Sentei-me nervoso e encarei os olhos escuros da diretora por trás das lentes dos óculos. Ela era toda séria e carrancuda, e a cara de malvada se emoldurava pela raiz grisalha do cabelo, bastante evidente por causa do coque bem puxado. Olhei para a plaquinha de metal posta sobre a mesa, cujas inscrições eram as letras do seu nome: Eva Martin.

Eva não disse nada por um bom tempo, apenas encarava Daniel e a mim por cima da armação dos óculos, como se estivesse esperando alguma coisa de nós.
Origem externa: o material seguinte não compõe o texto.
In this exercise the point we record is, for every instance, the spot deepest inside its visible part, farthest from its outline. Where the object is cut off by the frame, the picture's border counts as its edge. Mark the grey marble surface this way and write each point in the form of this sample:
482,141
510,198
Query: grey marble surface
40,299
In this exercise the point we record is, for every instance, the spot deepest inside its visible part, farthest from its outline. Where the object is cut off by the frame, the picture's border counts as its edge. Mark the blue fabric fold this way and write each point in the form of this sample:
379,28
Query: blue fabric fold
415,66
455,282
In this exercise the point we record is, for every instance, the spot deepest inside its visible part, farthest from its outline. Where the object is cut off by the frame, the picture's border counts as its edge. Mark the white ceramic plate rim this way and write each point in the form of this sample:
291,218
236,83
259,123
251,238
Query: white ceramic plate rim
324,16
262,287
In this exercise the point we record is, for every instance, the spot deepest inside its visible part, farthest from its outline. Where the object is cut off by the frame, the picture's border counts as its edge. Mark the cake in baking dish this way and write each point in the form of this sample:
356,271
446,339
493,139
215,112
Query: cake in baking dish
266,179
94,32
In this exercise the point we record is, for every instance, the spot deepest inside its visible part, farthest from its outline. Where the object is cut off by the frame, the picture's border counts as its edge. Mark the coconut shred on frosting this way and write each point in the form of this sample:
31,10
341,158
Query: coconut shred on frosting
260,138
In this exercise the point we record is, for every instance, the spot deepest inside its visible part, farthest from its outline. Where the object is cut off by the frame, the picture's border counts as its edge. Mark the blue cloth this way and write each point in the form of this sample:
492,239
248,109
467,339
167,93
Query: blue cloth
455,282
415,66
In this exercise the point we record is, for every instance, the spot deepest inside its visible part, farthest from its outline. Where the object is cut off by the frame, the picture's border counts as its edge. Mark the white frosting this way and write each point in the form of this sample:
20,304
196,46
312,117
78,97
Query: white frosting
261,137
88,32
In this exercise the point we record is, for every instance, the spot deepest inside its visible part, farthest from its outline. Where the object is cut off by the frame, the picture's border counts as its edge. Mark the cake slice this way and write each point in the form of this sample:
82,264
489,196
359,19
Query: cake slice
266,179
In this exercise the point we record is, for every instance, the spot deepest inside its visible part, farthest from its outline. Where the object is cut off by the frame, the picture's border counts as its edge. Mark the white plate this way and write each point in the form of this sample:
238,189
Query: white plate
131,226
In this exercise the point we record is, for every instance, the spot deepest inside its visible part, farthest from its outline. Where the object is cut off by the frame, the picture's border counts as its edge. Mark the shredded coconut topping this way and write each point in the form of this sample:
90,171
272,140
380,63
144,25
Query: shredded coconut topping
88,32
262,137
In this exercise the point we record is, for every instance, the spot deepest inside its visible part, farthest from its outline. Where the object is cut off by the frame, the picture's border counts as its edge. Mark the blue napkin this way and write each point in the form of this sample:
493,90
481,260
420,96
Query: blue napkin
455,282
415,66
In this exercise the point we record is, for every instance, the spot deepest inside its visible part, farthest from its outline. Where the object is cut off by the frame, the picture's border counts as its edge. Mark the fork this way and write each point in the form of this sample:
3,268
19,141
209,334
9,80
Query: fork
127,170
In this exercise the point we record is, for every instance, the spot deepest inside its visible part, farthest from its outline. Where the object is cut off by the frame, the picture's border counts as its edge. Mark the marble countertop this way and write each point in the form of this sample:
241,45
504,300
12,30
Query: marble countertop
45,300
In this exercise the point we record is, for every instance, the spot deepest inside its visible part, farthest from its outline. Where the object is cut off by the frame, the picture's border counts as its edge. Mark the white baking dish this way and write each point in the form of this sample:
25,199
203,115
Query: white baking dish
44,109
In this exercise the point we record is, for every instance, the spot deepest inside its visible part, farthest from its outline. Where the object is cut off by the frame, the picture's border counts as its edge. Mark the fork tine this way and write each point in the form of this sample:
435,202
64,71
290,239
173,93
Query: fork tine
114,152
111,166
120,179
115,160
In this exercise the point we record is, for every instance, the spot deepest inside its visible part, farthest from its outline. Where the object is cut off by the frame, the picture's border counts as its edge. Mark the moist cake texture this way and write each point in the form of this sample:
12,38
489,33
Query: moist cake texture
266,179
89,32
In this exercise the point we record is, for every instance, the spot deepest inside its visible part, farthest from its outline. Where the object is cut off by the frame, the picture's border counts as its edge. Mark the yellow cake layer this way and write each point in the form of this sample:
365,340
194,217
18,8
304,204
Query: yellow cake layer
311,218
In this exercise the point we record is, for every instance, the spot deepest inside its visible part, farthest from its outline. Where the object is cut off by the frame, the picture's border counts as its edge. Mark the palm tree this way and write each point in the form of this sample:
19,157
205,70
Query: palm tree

Olhei para Daniel, esperando que ele me explicasse algo, já que a diretora não tinha se pronunciado. Ele apenas deu de ombros, com uma expressão que eu não consegui decidir se parecia significar “também não faço ideia do que está acontecendo” ou “fazer o quê se fiz merda?”.
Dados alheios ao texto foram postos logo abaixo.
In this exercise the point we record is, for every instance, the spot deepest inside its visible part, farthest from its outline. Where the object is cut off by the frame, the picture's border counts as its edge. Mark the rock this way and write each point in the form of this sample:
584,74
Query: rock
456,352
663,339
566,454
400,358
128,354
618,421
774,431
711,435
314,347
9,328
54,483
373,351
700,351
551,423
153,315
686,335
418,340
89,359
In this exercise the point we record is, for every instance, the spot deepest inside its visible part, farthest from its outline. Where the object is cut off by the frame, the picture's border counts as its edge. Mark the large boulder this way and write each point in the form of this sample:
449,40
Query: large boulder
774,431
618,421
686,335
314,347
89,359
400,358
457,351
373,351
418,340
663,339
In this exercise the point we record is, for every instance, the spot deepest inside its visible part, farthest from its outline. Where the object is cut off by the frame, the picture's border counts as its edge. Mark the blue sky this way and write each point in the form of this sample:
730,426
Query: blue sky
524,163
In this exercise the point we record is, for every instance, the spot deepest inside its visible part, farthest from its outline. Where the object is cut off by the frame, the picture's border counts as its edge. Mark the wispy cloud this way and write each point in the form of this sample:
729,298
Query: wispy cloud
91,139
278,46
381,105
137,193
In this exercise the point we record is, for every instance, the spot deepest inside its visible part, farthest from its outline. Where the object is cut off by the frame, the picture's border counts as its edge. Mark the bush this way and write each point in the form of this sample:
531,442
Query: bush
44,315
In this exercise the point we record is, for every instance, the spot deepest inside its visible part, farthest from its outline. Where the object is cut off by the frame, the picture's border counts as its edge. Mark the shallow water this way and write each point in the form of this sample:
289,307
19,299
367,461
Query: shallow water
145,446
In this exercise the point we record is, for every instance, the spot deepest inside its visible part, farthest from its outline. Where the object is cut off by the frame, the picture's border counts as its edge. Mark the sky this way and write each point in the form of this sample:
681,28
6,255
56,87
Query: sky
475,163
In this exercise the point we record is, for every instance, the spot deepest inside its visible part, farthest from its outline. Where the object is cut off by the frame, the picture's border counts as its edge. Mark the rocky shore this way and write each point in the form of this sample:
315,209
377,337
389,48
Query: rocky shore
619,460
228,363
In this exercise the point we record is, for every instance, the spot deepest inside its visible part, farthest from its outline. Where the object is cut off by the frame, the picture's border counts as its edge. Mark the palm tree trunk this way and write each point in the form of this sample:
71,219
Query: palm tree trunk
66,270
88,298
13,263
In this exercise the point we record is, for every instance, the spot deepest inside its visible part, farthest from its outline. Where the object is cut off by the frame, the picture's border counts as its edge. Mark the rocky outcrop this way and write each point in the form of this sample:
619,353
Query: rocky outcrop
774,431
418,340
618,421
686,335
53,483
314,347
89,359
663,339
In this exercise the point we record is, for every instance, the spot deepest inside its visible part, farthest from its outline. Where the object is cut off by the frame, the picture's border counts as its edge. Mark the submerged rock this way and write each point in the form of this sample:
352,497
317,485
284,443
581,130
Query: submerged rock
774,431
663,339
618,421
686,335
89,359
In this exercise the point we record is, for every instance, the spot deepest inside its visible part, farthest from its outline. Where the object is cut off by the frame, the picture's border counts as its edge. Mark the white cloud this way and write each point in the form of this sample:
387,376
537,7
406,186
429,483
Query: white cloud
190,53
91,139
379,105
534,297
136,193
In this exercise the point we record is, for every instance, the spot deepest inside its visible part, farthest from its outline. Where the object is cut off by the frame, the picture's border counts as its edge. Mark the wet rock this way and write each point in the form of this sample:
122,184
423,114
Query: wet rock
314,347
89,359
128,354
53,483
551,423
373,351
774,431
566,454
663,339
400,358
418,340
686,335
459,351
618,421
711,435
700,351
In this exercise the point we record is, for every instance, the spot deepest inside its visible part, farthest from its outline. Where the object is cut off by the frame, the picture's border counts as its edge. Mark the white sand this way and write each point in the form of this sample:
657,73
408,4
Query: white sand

Aquele suspense estava me sufocando.

— Você mandou me chamar, diretora? — comecei abordando pelo óbvio. — Tem algum problema? — perguntei inocente e curioso.

Ela nos observou por mais alguns segundos antes de falar.

— Bom, já que não sabem, vou explicar — ela parecia brava, como se fosse nossa obrigação saber por que estávamos ali. — Quem sabe algum de vocês refresque a memória...

Franzi o cenho e olhei carrancudo para Daniel. Tentei ver se em suas expressões eu encontrava algum indício de culpa ou algo que provasse que ele havia aprontado alguma. Mas era o mesmo que o olhar para uma foto, ele não tirava aquela expressão de superioridade indiferente da cara. Irritante.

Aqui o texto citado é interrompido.